Myths and uncertainty about the litigation process can be detrimental to parties involved in a lawsuit, especially those representing themselves. Reliance on myths, in fact, can lead to wasted time, avoidable losses and other headaches. The best cure for uncertainty is information, and the best cure for myths is truth. So, below is my list of myths that self-represented litigants should be aware of and the truths that dispel them.
Litigation Myth #1: If I don’t keep my court date, I’ve defaulted, so there’s no hope.
Truth: Not always. There is hope. In most states, you might be able to have the default removed within a specified period of time. A default judgment is a court order that gives a win to the plaintiff because the defendant didn’t appear in court as scheduled or didn’t respond to the complaint within the time allotted. Quite often, you can have a judgment of default vacated or set aside. In some states, Georgia for instance, you can pay a small fee and “open” a default within 15 days after it has been entered. Typically, you have to present your request in writing. Look up the statute in your state that governs defaults and write a motion in light of that statute.
Litigation Myth #2: In a foreclosure case, you’re better off turning over the keys than fighting.

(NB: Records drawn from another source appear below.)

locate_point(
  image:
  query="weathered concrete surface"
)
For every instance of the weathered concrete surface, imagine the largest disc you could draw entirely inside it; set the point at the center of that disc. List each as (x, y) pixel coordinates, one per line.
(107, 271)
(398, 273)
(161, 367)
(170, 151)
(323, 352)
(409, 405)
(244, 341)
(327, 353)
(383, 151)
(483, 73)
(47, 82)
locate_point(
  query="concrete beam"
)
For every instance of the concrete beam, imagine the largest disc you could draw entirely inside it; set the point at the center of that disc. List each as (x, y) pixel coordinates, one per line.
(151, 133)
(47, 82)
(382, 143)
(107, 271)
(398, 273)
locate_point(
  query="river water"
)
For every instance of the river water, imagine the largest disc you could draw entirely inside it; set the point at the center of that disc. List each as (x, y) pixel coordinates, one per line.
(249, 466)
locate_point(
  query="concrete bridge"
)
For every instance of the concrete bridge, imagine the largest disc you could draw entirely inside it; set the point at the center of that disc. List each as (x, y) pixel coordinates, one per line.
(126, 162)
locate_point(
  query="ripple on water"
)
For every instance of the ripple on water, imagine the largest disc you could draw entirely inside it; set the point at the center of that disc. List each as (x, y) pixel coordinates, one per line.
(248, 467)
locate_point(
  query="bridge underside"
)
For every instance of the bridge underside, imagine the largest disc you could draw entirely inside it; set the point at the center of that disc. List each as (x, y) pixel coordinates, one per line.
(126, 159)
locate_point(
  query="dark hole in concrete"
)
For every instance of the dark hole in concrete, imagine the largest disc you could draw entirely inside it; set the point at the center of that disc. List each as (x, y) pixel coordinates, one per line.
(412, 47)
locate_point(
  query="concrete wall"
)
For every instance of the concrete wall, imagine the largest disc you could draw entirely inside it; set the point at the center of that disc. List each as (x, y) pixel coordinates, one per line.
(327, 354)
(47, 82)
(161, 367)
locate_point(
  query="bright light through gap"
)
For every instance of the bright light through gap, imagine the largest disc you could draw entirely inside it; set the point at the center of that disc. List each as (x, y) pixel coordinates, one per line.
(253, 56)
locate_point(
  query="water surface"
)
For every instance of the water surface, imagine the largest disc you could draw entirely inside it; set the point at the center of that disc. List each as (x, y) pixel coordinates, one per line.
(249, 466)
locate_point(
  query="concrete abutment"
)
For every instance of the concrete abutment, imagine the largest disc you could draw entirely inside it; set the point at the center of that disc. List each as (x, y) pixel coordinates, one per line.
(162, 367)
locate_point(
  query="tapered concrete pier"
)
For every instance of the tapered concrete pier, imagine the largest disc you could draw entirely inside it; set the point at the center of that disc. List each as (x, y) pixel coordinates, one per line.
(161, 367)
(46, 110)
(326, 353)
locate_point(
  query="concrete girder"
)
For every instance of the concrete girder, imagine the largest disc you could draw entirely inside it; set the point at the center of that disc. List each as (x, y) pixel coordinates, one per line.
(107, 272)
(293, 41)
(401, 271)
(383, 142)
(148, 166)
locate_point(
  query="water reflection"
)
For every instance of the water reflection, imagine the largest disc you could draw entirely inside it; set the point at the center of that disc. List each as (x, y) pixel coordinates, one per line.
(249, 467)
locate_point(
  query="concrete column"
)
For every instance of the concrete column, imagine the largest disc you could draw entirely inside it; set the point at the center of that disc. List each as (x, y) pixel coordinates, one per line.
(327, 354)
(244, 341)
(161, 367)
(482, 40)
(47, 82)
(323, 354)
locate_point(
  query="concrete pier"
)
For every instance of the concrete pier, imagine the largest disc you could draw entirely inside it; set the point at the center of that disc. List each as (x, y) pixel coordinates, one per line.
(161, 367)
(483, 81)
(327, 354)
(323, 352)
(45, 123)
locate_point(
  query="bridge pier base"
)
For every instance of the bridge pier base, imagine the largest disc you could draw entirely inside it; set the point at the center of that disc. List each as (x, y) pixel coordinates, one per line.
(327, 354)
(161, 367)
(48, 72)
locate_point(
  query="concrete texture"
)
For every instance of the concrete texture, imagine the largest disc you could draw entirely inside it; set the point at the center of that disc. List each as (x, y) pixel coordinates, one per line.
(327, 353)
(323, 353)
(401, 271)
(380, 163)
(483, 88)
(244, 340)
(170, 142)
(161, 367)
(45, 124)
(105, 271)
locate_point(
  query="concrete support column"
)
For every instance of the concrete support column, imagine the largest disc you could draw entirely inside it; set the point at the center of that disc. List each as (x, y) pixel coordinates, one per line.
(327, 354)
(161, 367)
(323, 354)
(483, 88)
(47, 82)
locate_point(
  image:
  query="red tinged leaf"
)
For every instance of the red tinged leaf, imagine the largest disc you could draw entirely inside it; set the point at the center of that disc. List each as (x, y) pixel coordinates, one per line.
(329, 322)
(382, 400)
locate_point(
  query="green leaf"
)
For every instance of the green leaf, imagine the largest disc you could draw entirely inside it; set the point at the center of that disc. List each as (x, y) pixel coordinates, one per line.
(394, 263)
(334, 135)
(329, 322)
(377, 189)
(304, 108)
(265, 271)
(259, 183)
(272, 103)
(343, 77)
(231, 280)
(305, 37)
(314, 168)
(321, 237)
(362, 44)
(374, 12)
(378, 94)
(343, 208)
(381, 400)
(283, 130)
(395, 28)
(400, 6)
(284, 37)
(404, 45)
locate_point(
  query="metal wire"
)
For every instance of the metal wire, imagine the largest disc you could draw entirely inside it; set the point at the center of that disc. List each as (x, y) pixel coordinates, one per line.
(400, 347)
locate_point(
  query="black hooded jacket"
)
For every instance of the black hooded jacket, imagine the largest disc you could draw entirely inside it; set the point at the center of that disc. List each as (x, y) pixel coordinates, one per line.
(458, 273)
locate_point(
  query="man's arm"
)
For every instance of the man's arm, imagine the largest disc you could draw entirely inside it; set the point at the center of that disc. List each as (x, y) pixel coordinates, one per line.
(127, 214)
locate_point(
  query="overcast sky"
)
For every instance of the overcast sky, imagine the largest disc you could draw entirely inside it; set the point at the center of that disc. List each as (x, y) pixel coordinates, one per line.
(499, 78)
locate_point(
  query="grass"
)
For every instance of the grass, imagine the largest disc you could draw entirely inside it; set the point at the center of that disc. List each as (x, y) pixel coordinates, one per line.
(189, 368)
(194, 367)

Truth: Rarely is this true. There are better options, even in states with non-judicial foreclosures. A non-judicial foreclosure begins with a Notice of Default to the homeowner followed by a sale of the house if the alleged debt is not “cured”. The homeowner has the option to sue the lender before a sale takes place. A judicial foreclosure is a court proceeding much like any other lawsuit. It begins with a complaint. In either case, if you’ve been sued for foreclosure, you may lose whether you have an attorney or not, but how long you stay in your house is another matter. Don’t respond to the complaint/notice or simply turn over the keys, and you’re out in as little as 100 days. Respond to the complaint, and you buy time. The average Florida foreclosure, for instance, takes 890 days. Those who respond to the complaint get more time to live in their homes. During this period, they may have a chance to modify their loan, or work out a settlement, short sale or deed in lieu. In some instances, they may even have the case dismissed. Florida is a judicial state. Review the laws in your state and determine what your options are.
Litigation Myth #3: When I go to court, I will be heard with equal zeal as the other side.
Truth: Not always, especially if the other side has an attorney. Lawyers and judges often know each other, and even if they don’t, they’re in the same “club”. As a pro se litigant, you’re not. To avoid being ignored or otherwise disrespected, do your research. Your knowledge of case and statutory law will get a judge’s attention. Too, bring a court reporter. This not only makes the proceedings more formal, it serves as a check on judge and attorney behavior. Finally, tell the judge early on that you are prepared to argue the issues—even if you need to politely interrupt the back and forth between him or her and an opposing attorney.
Litigation Myth #4: If I write the judge a letter explaining everything that happened, I’ll win.
Truth: Wrong. There is probably no faster way to lose a court case than to spell it out on paper and give it to a judge in letter format and let him or her decide the outcome. In fact, it would be a miracle if the judge even read the letter. Perhaps in small claims court you can simply show up and explain what happened (similar to what takes place on TV judge shows). That doesn’t work so well in real courts. In order to communicate with the judge, you need to file proper motions and show up for hearings. Then, you’ll be heard. You may not always win, but you won’t be out on your butt before the case even gets started.
Litigation Myth #5: If the facts and the law are on my side, I’ll win.
Truth: In an ideal world, perhaps, but the US legal system is a different jackass altogether. The foreclosure debacle highlights the imbalance in today’s legal system. Homebuyers in thousands of cases have found themselves on the losing end of judgments when the law and facts are on their side. Banks and other lenders are awarded houses in foreclosure despite the fact that they don’t have the necessary or proper paperwork to support their claims. Yet, they have lots of money. More importantly, they have good attorneys. For many judges, the truth is whatever an attorney tells him or her it is. Still, hope is not lost. Read on.
Litigation Myth #6: Self-represented parties can’t win against an experienced attorney.
Truth: Wrong. Though attorneys win an overwhelming number of times against pro se litigants, they don’t win all the time. Oftentimes in litigation there are no real “winners” or “losers”. There may be a settlement or an agreement to drop the claim. In a foreclosure case, you can delay the process and stay in your home for an additional six months, year, or even 890 days. If that’s not a win, I don’t know what is. This is not to trivialize the great amount of work it takes to go to court pro se, but there is winning and there is “winning”. I’ve “won” far more judgments than I’ve lost, but for me, winning is standing up for myself in court. It’s encouraging though that, more often than you’d expect, a pro se litigant will become well armed with legal research, learn the necessary civil procedure and beat the pants off a lawyer. With that, we all win.
There you have it, my list of myths about litigation. By no means is it complete. It’s just enough to whet the appetite for now.